Karena itu, peran orang tua bukan untuk menghilangkan emosi tersebut, melainkan membantu anak belajar mengelolanya dengan sehat sejak dini.
Langkah pertama yang penting adalah menerima dan mengakui perasaan anak saat sedang marah. Orang tua bisa menggunakan kalimat sederhana seperti, “tidak apa-apa kamu marah.”
Validasi ini membantu anak merasa aman dan dipahami, sehingga intensitas emosinya perlahan menurun. Sebaliknya, mengabaikan atau menyalahkan justru bisa memperburuk kondisi.
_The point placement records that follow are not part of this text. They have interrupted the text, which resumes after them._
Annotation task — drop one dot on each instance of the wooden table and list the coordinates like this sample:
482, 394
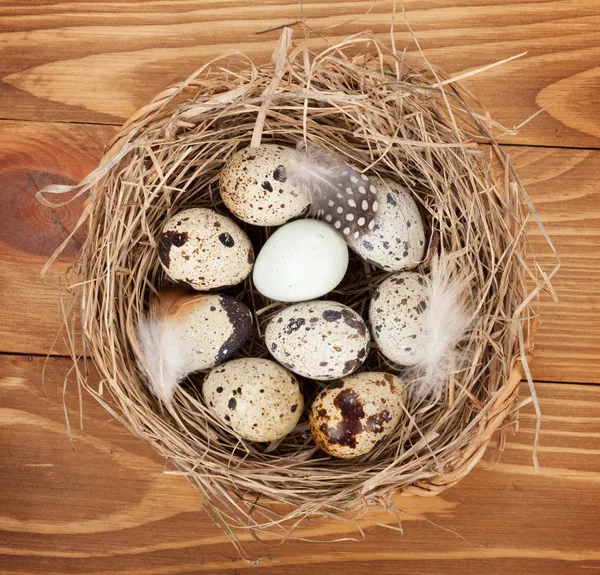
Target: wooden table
73, 71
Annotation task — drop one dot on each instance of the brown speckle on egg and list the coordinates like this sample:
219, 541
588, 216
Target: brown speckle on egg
396, 241
354, 420
204, 250
254, 186
265, 408
332, 336
168, 239
398, 338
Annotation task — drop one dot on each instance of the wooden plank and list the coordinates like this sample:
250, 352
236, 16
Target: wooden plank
562, 183
564, 188
33, 155
103, 506
99, 61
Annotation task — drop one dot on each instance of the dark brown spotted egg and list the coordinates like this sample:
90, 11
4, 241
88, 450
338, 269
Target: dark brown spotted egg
397, 240
398, 317
210, 327
255, 187
258, 398
204, 250
355, 414
322, 340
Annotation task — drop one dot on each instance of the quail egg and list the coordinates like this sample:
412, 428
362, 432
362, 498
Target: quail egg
301, 261
398, 317
397, 241
255, 187
204, 250
354, 415
322, 340
259, 399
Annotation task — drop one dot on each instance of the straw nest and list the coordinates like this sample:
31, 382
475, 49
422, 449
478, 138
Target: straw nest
387, 113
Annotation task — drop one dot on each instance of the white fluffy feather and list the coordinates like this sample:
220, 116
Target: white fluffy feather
165, 357
315, 171
448, 318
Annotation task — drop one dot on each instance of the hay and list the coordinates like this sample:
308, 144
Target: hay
385, 112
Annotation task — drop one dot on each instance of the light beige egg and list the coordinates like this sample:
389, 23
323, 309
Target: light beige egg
322, 340
398, 317
259, 399
397, 241
255, 187
355, 414
204, 250
208, 329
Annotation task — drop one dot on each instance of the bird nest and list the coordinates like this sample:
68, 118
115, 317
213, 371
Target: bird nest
394, 115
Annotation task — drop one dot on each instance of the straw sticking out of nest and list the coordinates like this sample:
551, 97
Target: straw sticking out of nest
390, 114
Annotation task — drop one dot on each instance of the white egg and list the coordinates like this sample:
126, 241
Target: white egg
204, 250
398, 317
322, 340
397, 241
354, 415
255, 188
302, 260
208, 328
257, 398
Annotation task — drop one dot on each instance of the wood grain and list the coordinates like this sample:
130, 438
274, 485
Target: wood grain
33, 155
103, 506
98, 61
562, 183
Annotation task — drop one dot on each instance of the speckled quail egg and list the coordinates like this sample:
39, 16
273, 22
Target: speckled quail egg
322, 340
301, 261
397, 241
187, 332
354, 415
398, 317
257, 398
213, 327
204, 250
255, 187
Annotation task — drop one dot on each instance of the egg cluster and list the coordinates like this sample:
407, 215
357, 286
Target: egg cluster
311, 340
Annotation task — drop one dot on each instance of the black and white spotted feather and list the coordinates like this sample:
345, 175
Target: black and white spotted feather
339, 194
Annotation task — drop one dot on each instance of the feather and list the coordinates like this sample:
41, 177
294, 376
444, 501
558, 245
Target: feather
165, 355
448, 319
339, 194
Anak perlu dilatih untuk mengenali dan menyampaikan emosinya secara verbal. Mulailah dari kalimat sederhana seperti “aku marah”, lalu berkembang menjadi “aku marah karena mainanku diambil.”
Kemampuan ini membantu anak mengurangi ekspresi fisik yang berlebihan dan membangun komunikasi yang lebih sehat.
Alih-alih membiarkan anak larut dalam emosi, orang tua bisa membantu mencari solusi. Misalnya, mengalihkan perhatian ke aktivitas lain atau memberikan alternatif yang lebih positif.
Pendekatan ini mengajarkan anak bahwa setiap masalah memiliki jalan keluar, bukan sekadar pelampiasan emosi.
Saat anak marah atau meminta sesuatu, hindari merespons secara terburu-buru. Ajak anak untuk berhenti sejenak dan menenangkan diri.
Contohnya, orang tua bisa berkata, “coba tarik napas dulu, lalu ceritakan apa yang kamu rasakan.” Sikap tenang ini menjadi contoh nyata bagi anak.
Menghargai emosi bukan berarti membiarkan perilaku agresif. Orang tua tetap perlu menetapkan batas yang jelas, seperti tidak boleh memukul, menendang, atau melempar barang.
Dengan aturan yang konsisten, anak belajar membedakan antara emosi yang wajar dan perilaku yang tidak dapat diterima.
Jika tantrum terjadi di tempat umum, segera bawa anak ke lokasi yang lebih tenang. Lingkungan yang kondusif membantu anak lebih mudah mengendalikan diri.
Setelah itu, ajak anak berbicara dengan lembut untuk memahami penyebab kemarahannya.
Mengelola amarah anak bukan proses instan. Dibutuhkan kesabaran, konsistensi, dan pendekatan yang tepat dari orang tua.
Dengan pendampingan yang baik, anak akan belajar bahwa marah adalah hal yang normal, tetapi tetap perlu disalurkan dengan cara yang sehat.
Kemampuan ini menjadi bekal penting bagi perkembangan sosial dan emosional anak di masa depan.